1947, Music

The Complete New York Town Hall and Boston Symphony Hall Concerts (1947, 2006) by Louis Armstrong and his All Stars

So this box includes both the complete concerts of the title and some additional performances from around the same time, including a performance held before a movie premier for a movie Armstrong was starring in, and some other miscellaneous recordings Armstrong features on that don’t really feel apiece.
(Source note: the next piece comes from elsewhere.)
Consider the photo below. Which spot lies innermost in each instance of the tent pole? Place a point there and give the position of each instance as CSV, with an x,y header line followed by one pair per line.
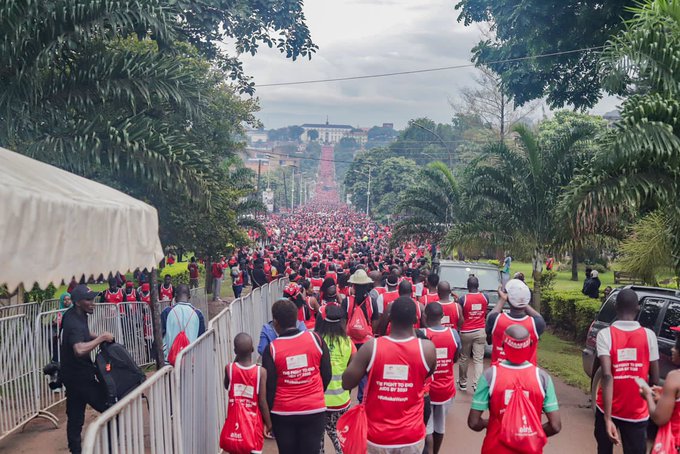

On the one hand, these concerts – in particular the Town Hall concert – are seen as really important step for Armstrong: the first time he had played with a small group in a really long time. And though I am not yet familiar with his big band work, I can see why people would welcome that. Here is a band of all star jazz musicians playing the original style of jazz, arguably as good as its been played by anyone – though not better than the Hot 5s and 7s – and the whole thing was a bit of whim. As someone who loves dixieland, a lot of this is a treat.

However, there’s another way of looking at this: Bop had just begun and here is the king of traditional jazz being placed back in his original setting (small group) playing traditional music – and also playing the part of entertainer – to a rapturous audience we can fairly assume included some who thought that bop didn’t even qualify as music. That is to say this concert is in many ways the very expression of conservatism in music. And worse, if you interpret it the way Miles Davis might have, it also represents Armstrong as the silly old man who just wants to have a good time and is just so gosh down happy to be there. I always thought Davis was a little harsh but I understood why he did not appreciate the hi-jinks so associated with traditional jazz. And those are present here (though more so on the additional material).

The result is something that is tearing at me: it’s great dixieland played by some dixieland all-stars but it’s great dixieland recorded two decades after its heyday, almost against the new music, and very much as an act of reassurance that, yes indeed, one could still escape to the past and away from the noise of people actually pushing creative boundaries and trying do something new. I mean, how dare they.